A vítima, uma mulher de 49 anos, teve de sair da casa onde vivia e pedir outra à Câmara Municipal. “Está impedida de ver os netos devido às ameaças que o ex-marido continua a fazer, agora por interposta pessoa”, frisa o advogado. “Está privada da sua liberdade em 90%”, frisa o advogado.
O agressor tem tentado saber a nova morada da vítima e conseguiu descobrir o novo local de emprego, obrigando a vítima a abandoná-lo.
Apesar de o tribunal de primeira instância — que condenou o agressor a três anos de prisão, com pena suspensa, e a uma pena acessória de vigilância através de pulseira eletrónica, para garantir que não se aproximava da ex-mulher — “não ter nenhuma dúvida” sobre a veracidade dos factos relatados pela vítima, Neto Moura, juiz desembargador do Tribunal da Relação do Porto, retirou a vigilância eletrónica.
Neto Moura considerou que o uso da pulseira eletrónica não ficou justificado na sentença de primeira instância e nesses casos a lei determina que o arguido tem de concordar com o uso da pulseira, o que não se verificou neste caso. E fez considerações sobre a violência doméstica.
“Se durante muito tempo e até há uns anos, a vítima de violência doméstica sentia que o mais provável é que a sua denúncia acabasse em nada por não ter quem atestasse as agressões e às suas declarações não era dado o devido relevo probatório, a verdade é que, nos últimos tempos, têm-se acentuado os sinais de uma tendência de sentido contrário, em que a mais banal discussão ou desavença entre marido/companheiro/namorado/mulher/companheira/namorada é logo considerada violência doméstica e o suposto agressor (geralmente, o marido ou companheiro) é diabolizado e nenhum crédito pode ser-lhe reconhecido”, lê-se no acórdão de 31 de outubro de 2018.
Para Álvaro Moreira, o desembargador deu mais importância à forma do que à substância. E considera que Neto Moura não avaliou o verdadeiro perigo da situação.

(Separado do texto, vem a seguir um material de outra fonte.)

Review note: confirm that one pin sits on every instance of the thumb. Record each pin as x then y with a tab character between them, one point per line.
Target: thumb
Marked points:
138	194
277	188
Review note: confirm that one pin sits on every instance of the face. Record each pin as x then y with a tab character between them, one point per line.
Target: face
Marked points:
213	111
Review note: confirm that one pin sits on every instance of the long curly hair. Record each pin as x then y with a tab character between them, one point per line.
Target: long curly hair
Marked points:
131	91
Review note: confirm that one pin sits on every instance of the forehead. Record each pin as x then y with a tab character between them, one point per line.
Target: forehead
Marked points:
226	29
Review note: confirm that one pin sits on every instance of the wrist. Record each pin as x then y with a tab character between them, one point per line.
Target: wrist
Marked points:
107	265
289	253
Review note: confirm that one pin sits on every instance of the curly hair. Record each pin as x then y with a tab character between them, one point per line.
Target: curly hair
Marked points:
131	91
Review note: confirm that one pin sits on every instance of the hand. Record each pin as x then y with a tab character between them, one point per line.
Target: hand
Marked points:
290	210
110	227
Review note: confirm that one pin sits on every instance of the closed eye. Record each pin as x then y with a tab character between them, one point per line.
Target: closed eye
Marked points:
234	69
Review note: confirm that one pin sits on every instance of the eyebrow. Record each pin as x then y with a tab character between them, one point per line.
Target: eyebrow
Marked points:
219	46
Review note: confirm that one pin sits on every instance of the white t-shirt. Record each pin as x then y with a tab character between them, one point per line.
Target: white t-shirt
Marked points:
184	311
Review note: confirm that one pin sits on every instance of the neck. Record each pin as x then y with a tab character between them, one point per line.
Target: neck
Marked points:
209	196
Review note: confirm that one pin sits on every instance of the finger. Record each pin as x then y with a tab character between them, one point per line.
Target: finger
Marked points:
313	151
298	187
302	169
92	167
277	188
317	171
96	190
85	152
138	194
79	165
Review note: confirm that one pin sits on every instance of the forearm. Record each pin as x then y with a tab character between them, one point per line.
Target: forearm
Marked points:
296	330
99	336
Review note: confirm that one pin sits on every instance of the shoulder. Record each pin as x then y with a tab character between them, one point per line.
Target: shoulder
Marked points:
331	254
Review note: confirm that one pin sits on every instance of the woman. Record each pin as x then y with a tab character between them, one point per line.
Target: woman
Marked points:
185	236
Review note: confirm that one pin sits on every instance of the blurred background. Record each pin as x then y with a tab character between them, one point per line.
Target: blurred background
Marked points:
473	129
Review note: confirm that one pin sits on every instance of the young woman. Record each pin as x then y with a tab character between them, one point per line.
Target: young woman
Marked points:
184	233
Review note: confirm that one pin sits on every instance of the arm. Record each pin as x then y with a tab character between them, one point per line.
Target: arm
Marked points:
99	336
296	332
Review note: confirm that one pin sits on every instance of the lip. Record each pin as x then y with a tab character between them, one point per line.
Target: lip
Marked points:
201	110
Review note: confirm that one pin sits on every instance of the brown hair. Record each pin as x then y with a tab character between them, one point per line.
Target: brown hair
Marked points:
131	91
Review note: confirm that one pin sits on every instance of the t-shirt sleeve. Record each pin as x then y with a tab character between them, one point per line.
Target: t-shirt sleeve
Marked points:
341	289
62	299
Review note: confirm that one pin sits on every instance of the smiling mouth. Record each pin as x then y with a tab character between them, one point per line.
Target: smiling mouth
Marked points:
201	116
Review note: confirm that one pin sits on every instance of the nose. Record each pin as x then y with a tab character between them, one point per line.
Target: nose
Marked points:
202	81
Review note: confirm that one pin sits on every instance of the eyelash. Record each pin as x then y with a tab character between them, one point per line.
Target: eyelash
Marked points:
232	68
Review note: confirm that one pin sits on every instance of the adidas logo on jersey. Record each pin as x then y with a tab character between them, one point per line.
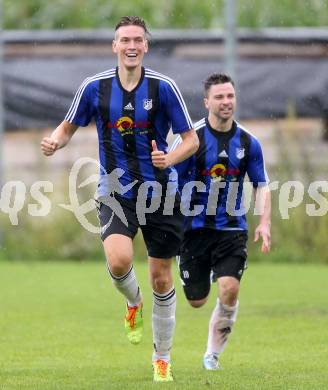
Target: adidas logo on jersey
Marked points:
223	154
129	107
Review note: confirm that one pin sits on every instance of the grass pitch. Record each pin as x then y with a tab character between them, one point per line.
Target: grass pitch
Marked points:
61	327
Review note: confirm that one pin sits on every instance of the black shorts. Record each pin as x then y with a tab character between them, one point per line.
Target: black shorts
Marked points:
206	251
162	233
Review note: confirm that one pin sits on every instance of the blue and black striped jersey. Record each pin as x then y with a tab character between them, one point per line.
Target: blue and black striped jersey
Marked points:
127	121
220	165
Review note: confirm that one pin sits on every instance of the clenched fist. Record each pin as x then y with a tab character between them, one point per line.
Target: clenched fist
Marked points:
49	146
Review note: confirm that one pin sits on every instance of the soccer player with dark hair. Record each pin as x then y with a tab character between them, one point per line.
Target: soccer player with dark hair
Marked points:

O Conselho Superior da Magistratura considera que a Constituição impede novo procedimento disciplinar ao juiz Neto Moura. O desembargador já tinha sido condenado a uma pena de advertência registada por ter citado a Bíblia e feito considerações sobre o adultério das mulheres num acórdão no qual manteve a condenação a uma pena suspensa a dois homens que tinham agredido uma mulher. Foi a primeira vez que um juiz foi punido pelo que escreveu num acórdão.